OpenAI has been awarded a $200 million contract to provide the US Defense Department with artificial intelligence tools.
The one-year contract will see the generative AI firm “develop prototype frontier AI capabilities to address critical national security challenges in both warfighting and enterprise domains.”
The contract appears separate from a December partnership between OpenAI and defense contractor Anduril.
OpenAI “supports U.S.-led efforts to ensure the technology upholds democratic values,” Sam Altman, the company’s CEO, said at the time.
“Our partnership with Anduril will help ensure OpenAI technology protects US military personnel, and will help the national security community understand and responsibly use this technology to keep our citizens safe and free.”
OpenAI rival Anthropic also signed a similar contract with Palantir not long after.
This month Kevin Weil, chief product officer of OpenAI, and Bob McGrew, advisor at Thinking Machines Lab and former chief research officer of OpenAI, were sworn in as military reservists as part of a new group aimed at bridging the Silicon Valley-Pentagon divide.
With this contract, issued through the DoD’s Chief Digital and Artificial Intelligence Office, OpenAI said that it has launched the ‘OpenAI for Government’ initiative – not to be confused with ‘OpenAI for Countries,’ the international Stargate effort.

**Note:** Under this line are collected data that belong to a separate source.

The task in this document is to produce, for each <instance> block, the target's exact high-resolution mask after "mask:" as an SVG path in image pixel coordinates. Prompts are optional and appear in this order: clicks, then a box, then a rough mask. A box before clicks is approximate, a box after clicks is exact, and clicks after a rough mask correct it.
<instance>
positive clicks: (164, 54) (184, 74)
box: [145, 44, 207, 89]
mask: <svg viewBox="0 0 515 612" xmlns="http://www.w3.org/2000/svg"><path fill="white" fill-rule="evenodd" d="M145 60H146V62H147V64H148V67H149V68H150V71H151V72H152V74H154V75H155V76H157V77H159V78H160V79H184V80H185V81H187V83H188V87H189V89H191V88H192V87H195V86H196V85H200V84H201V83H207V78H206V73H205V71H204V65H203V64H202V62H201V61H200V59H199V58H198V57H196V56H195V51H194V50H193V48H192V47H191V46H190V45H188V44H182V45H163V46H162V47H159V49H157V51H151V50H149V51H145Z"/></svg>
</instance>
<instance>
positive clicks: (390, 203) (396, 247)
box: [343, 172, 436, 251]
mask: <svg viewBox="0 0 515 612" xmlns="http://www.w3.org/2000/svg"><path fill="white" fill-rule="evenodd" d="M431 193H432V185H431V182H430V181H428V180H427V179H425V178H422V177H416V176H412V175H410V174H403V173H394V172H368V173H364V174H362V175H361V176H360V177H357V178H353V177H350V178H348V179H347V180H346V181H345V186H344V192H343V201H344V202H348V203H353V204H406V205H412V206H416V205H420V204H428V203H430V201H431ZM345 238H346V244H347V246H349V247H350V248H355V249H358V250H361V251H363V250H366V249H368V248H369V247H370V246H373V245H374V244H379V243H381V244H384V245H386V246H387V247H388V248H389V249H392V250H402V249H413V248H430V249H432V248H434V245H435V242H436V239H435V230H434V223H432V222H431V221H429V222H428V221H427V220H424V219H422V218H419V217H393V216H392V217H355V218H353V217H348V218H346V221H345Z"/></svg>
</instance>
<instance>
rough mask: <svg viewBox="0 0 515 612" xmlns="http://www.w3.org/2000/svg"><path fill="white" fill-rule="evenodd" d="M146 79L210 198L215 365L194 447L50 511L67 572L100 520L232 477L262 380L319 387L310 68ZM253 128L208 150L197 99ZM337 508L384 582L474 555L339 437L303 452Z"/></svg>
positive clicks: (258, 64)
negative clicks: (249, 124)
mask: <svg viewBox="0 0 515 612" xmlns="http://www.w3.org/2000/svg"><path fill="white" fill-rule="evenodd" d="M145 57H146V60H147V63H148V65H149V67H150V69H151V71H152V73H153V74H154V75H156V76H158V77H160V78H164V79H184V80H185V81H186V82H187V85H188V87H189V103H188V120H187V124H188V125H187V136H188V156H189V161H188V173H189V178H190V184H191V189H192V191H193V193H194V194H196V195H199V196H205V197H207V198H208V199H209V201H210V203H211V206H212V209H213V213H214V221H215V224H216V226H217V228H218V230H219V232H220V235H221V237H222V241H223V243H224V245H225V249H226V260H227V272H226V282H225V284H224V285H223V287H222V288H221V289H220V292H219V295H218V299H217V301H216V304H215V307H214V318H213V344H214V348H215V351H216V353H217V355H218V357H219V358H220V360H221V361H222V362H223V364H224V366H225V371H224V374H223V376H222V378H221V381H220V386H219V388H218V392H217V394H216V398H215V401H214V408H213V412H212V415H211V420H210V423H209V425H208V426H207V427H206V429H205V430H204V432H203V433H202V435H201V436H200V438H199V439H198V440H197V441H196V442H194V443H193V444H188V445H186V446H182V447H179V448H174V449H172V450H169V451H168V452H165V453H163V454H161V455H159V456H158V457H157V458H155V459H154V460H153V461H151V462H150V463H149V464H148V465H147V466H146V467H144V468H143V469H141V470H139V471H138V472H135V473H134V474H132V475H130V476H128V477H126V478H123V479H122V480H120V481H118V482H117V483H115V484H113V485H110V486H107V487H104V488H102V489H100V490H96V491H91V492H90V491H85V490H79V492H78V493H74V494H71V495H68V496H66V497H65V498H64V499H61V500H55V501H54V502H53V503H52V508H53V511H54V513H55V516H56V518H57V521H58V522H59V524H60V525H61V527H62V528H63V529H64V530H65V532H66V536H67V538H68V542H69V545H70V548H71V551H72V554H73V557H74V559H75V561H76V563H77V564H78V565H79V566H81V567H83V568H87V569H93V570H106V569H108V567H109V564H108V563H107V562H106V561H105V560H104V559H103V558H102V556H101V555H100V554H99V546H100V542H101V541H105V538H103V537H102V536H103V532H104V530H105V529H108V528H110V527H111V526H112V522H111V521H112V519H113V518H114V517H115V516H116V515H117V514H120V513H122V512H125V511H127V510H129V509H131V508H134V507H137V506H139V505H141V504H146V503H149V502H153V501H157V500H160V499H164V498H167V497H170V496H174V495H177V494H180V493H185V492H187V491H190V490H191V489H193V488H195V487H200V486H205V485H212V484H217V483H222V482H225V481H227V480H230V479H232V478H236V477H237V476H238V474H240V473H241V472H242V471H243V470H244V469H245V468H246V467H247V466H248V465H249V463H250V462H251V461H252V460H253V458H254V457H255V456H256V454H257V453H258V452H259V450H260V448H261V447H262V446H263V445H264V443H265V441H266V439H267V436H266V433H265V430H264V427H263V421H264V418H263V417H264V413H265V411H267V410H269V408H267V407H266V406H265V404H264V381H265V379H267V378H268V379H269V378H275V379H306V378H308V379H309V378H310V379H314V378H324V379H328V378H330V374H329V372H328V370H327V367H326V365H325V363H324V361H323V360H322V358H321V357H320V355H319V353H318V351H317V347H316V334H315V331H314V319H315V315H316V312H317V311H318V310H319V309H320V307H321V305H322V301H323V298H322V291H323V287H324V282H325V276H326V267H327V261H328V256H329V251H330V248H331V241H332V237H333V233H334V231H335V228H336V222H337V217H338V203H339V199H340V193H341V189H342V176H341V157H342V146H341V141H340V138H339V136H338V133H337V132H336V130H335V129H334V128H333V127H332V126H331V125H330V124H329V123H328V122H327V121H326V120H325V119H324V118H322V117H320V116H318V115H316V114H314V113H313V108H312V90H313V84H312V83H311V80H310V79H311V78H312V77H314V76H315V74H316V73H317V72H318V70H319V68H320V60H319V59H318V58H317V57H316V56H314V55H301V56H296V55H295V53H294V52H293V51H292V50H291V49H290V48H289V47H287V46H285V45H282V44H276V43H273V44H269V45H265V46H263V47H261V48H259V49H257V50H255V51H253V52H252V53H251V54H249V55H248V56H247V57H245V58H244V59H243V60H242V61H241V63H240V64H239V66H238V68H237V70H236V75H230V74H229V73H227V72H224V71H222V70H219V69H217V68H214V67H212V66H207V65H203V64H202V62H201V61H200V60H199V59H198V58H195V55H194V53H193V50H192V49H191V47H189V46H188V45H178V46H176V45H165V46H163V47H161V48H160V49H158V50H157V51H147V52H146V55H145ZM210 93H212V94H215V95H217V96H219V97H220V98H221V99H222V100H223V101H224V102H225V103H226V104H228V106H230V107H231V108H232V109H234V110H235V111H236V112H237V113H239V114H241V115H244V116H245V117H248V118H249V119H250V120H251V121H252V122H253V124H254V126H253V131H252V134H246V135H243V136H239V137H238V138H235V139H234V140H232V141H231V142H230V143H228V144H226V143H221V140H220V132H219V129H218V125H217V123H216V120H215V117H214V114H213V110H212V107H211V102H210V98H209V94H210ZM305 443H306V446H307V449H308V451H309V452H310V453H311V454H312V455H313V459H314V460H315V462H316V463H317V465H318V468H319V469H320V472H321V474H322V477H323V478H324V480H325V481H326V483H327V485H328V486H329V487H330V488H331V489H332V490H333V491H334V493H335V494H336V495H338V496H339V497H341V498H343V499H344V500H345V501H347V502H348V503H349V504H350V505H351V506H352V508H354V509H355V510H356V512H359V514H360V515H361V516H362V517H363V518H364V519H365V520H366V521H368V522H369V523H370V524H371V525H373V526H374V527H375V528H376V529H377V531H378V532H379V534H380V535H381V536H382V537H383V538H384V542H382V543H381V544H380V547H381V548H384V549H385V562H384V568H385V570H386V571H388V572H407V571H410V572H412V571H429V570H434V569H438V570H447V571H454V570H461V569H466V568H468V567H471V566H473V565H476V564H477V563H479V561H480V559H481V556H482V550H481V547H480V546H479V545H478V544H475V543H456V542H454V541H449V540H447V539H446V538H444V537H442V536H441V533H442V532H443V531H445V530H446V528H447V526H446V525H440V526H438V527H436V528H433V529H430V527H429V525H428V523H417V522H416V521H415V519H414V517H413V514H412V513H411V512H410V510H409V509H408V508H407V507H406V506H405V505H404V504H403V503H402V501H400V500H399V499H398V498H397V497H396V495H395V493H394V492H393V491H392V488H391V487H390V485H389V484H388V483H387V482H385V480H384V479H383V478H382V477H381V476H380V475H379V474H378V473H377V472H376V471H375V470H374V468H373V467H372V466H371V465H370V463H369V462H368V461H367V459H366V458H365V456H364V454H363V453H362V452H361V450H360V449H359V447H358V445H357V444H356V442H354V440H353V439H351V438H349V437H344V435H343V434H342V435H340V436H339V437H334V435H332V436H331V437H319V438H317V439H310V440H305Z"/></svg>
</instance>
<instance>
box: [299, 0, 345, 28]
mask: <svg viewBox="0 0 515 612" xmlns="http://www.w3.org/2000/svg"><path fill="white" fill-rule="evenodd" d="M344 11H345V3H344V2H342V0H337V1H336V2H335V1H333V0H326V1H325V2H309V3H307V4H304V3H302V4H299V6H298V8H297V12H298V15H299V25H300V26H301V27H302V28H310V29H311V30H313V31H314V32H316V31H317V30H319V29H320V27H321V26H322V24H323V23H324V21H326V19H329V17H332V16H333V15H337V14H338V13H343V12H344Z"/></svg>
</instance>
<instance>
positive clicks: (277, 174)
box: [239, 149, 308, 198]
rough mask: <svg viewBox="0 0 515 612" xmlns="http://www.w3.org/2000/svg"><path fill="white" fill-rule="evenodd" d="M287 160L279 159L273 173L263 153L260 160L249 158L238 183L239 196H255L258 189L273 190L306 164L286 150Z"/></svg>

“This contract, with a $200m ceiling, will bring OpenAI’s industry-leading expertise to help the Defense Department identify and prototype how frontier AI can transform its administrative operations, from improving how service members and their families get health care, to streamlining how they look at program and acquisition data, to supporting proactive cyber defense,” the company said in a blog post.
“All use cases must be consistent with OpenAI’s usage policies and guidelines.”
Back in 2024, OpenAI quietly removed language in its usage policy that banned “activity that has high risk of physical harm, including… weapons development… and military and warfare.”